Trama: Ottobre 1980, Princeton: una giovane archivista, Anna Roth, riceve l’incarico di recuperare tutti i documenti di Kurt Gödel, il più affascinante ed ermetico matematico del ventesimo secolo. Per farlo deve avvicinare la vedova del grande genio, morto da due anni, un’anziana e spigolosa signora che sembra voler mettere in atto una sorta di vendetta tardiva nei confronti dell’establishment accademico rifiutandosi di cedere un archivio dal valore storico e scientifico incommensurabile. Fin dal primo incontro, Adele Gödel si mostra diffidente nei confronti di Anna, eppure non la respinge. Si limita a imporle le proprie regole. Perché Adele sa che le resta poco da vivere ma c’è una storia che vuole assolutamente raccontare, una storia che nessuno ha mai voluto ascoltare. Dal grande fermento culturale della Vienna anni Trenta alla Princeton nell’immediato dopoguerra, dal maccartismo all’avvento delle armi nucleari, Anna scopre la vita di una donna che ha a lungo caparbiamente cercato un impossibile equilibrio fra genio, amore e follia.

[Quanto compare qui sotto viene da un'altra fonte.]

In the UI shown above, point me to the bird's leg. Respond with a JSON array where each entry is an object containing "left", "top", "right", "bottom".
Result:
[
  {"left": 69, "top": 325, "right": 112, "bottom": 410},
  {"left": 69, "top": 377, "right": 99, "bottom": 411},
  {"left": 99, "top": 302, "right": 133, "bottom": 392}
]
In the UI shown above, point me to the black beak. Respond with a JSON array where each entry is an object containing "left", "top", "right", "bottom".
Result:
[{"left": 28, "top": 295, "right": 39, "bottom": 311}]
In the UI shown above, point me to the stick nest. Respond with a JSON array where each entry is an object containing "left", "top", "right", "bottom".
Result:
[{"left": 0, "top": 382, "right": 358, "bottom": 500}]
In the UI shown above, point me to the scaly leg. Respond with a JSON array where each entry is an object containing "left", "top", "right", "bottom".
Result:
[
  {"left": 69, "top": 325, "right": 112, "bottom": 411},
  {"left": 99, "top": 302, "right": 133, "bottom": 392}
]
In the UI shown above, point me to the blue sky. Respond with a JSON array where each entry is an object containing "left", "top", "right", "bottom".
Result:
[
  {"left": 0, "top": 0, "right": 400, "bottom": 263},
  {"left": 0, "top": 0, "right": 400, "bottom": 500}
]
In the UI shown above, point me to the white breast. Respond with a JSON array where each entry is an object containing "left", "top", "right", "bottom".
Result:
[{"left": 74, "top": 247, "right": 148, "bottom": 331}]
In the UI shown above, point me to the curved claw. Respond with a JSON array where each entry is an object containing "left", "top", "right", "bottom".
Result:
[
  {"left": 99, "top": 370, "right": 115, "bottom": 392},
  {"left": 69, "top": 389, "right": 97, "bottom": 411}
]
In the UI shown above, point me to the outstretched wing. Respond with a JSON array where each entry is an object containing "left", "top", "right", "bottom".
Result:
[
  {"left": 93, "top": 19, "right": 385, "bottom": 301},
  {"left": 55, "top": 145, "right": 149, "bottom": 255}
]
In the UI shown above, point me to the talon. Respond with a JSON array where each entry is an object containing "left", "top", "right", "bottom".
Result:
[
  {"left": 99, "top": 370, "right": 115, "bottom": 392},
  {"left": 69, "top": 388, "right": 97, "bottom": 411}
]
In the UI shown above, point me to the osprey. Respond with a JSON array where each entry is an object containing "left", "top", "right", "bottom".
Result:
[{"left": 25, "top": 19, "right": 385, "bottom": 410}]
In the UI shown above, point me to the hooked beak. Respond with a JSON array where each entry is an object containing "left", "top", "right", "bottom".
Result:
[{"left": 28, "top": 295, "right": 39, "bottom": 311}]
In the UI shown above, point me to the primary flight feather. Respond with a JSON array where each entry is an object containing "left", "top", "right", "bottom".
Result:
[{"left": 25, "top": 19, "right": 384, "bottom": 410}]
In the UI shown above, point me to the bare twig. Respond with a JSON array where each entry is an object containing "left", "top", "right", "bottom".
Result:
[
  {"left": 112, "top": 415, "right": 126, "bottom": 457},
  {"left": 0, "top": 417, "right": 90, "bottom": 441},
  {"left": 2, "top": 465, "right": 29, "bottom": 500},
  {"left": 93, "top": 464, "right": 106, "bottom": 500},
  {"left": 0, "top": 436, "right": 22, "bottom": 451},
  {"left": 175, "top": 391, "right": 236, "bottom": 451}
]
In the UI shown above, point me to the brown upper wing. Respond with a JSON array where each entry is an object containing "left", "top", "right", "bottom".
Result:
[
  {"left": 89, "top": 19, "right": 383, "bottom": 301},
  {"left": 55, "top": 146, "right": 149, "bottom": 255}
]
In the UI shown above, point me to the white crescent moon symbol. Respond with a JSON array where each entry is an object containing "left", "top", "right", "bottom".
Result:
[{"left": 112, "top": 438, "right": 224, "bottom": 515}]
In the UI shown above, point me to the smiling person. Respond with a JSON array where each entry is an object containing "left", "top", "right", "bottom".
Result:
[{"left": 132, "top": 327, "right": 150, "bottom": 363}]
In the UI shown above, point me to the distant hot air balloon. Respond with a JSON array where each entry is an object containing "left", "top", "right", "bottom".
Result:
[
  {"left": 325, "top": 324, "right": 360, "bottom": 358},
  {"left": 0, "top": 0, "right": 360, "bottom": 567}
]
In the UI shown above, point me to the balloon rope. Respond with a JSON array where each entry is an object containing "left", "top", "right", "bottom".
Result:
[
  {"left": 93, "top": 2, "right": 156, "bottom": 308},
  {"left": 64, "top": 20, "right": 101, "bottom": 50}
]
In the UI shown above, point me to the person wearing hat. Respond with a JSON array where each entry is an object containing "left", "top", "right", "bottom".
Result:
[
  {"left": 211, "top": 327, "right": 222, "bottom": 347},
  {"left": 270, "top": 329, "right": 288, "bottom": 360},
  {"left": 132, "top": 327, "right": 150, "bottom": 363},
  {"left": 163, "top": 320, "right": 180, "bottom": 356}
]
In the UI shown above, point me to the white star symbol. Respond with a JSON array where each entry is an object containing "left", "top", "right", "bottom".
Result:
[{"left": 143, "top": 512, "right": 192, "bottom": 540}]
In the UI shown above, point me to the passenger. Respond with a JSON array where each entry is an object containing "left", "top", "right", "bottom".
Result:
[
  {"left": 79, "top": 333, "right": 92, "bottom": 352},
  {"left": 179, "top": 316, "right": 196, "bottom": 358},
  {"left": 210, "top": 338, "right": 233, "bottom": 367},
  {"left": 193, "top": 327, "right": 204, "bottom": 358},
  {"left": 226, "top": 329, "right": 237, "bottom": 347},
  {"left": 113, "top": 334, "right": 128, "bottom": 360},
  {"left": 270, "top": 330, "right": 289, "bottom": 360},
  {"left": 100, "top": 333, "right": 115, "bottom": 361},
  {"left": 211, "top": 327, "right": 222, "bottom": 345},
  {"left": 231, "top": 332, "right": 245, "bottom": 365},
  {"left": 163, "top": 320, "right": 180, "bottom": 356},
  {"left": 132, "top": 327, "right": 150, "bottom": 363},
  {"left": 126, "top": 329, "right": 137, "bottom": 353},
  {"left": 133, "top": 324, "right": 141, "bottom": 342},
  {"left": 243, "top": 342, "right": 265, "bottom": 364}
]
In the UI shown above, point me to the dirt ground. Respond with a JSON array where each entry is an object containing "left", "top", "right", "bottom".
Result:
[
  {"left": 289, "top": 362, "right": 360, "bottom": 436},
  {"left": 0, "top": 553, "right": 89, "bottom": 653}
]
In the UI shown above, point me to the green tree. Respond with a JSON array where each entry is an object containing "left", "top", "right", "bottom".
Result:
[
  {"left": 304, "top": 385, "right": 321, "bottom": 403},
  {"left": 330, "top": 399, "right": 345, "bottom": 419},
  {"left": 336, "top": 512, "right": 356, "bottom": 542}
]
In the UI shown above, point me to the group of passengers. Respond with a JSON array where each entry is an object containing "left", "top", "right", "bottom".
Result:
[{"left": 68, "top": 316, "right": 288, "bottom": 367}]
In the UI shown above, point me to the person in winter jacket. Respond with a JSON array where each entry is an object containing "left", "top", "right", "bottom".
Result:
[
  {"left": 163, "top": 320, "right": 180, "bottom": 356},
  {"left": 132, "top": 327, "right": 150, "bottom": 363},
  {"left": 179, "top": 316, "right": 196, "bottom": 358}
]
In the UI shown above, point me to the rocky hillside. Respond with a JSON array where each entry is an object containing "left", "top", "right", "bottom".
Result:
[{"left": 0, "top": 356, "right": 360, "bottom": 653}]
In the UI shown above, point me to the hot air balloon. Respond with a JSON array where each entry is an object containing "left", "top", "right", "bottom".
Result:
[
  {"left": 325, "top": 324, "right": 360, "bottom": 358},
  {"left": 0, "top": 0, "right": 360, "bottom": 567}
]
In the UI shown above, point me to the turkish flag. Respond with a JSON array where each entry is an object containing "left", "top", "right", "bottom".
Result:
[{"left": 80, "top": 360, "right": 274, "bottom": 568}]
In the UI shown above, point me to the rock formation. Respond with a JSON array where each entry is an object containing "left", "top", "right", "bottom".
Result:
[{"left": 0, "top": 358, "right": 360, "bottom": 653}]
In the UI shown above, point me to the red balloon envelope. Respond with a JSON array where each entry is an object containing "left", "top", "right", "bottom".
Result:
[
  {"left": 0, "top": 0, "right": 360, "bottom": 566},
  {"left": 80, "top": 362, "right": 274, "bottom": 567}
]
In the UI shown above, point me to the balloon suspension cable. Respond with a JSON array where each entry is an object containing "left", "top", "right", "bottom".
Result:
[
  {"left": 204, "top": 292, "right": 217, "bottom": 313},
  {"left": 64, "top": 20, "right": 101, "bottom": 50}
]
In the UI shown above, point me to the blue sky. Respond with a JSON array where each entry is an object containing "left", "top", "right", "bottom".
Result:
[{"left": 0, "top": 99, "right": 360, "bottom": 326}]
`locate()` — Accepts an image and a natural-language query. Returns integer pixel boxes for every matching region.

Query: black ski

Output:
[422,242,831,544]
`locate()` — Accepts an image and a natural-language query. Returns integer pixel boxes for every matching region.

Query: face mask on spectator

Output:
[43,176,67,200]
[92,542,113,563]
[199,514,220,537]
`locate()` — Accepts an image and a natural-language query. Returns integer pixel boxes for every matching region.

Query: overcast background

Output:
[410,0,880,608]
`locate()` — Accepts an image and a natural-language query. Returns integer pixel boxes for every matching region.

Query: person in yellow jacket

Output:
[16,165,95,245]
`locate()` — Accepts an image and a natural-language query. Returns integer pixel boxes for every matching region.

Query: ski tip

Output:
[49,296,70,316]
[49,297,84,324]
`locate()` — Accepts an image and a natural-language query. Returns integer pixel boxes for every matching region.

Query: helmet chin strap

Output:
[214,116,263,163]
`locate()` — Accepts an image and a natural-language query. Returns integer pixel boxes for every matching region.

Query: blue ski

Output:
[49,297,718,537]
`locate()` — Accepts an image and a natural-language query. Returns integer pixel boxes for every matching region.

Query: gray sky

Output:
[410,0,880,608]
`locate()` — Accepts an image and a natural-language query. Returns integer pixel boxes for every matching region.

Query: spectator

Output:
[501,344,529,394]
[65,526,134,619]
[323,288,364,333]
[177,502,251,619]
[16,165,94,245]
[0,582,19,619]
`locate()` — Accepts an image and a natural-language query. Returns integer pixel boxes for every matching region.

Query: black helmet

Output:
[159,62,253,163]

«Ci sono due modi di diffondere la luce: essere la candela oppure essere lo specchio che la riflette.»
Ciò che si evince, in ogni caso, è che Kurt Gödel, sicuramente un genio nella sua materia, fosse un uomo dalla personalità fortemente disturbata, molto incline alla malinconia e con una spiccata propensione all’ipocondria e alla paura insita negli alimenti, che lo porterà poi alla morte per iponutrizione. La dea delle piccole vittorie racconta la storia dell’amore che la moglie Adele provava nei confronti del marito e l’amore che Kurt Gödel provava nei confronti della matematica, e di come questa donna straordinaria – pur nella sua mediocrità intellettuale – sia riuscita a salvare il marito dalle sue paure, dalle sue manie e da un’Europa dove lentamente si concretizzavano le idee che avrebbero poi portato al secondo conflitto mondiale. Un viaggio attraverso l’intelletto, la pazzia e la decadenza di uno dei massimi uomini di scienza mai esistiti al mondo.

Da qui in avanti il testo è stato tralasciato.